I’m interested, of course, in how students who are digital natives are learning; my guess is after friends, YouTube is a top educator. I’m not sure, as a parent, that I want my kids’ sexual health education to come from un-vetted sources (although I’m aware that has been the trend since sex itself became popular).

Shawn, also an author (My Pet Virus), has adopted social media outreach since before we even had definitions for it; a blogger back when blogging was “live journaling,” Shawn has successfully reached MANY living with AIDS or young couples with HIV positive diagnoses in their relationships. Adopters, too, of Facebook and Twitter, the couple makes their message available in all the channels where they can be found for those who may be searching.

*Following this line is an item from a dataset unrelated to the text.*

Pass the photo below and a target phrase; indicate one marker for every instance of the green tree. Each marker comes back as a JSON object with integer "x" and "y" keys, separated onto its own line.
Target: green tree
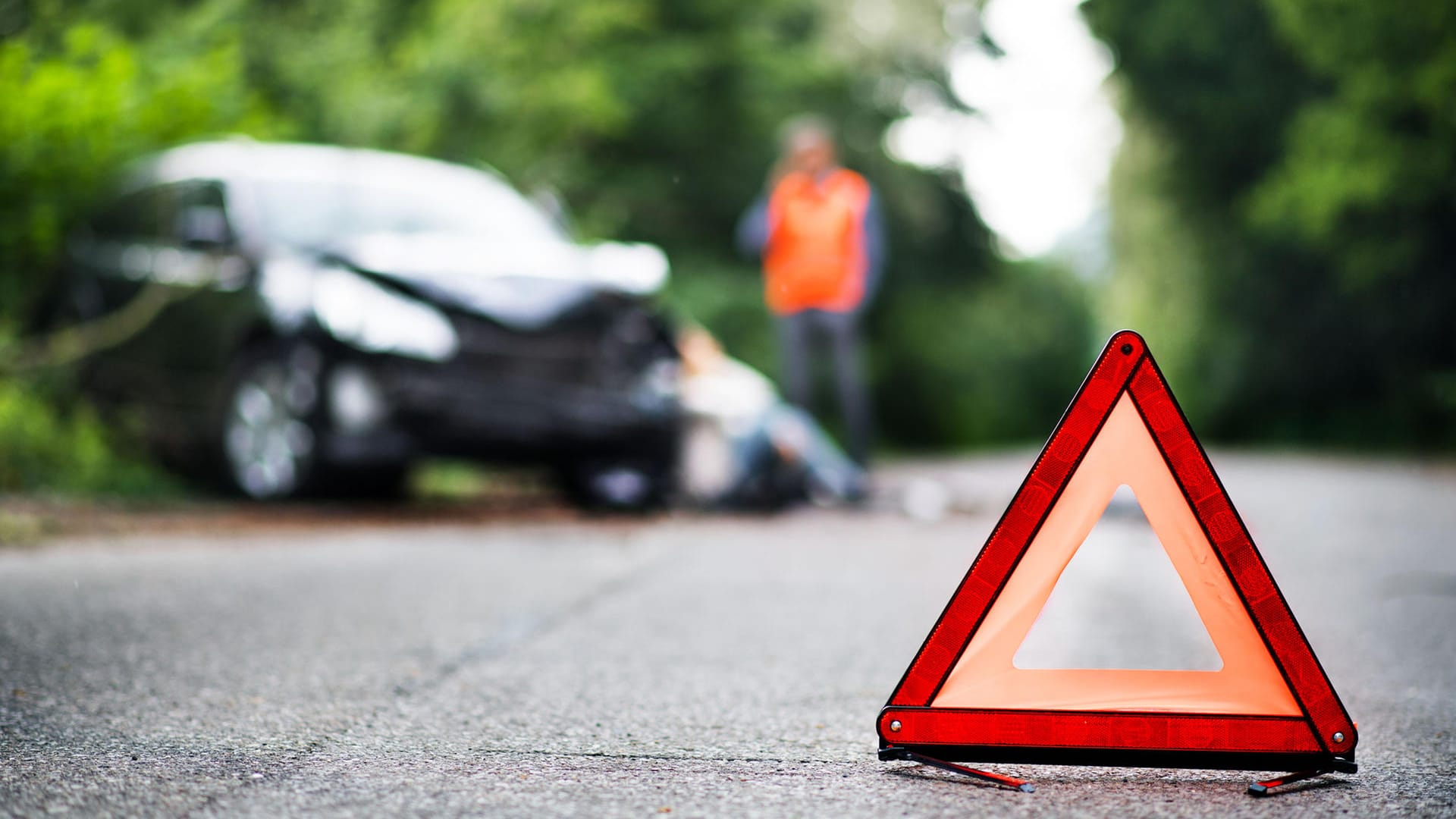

There’s no substitute, however, for the message being delivered in person. A sponsor to make it possible for the couple to appear before more students nationwide would help extend safe sexual practices and hopefully, prevent the spread of HIV and other sexually transmitted diseases, improving the futures of a generation.

What other ways have you heard the conversation change about AIDS, HIV or other sexually transmitted diseases? As a parent, how will your kids get the sexual health information they need? As an adult, where did your education come from? Was it correct, or sufficient?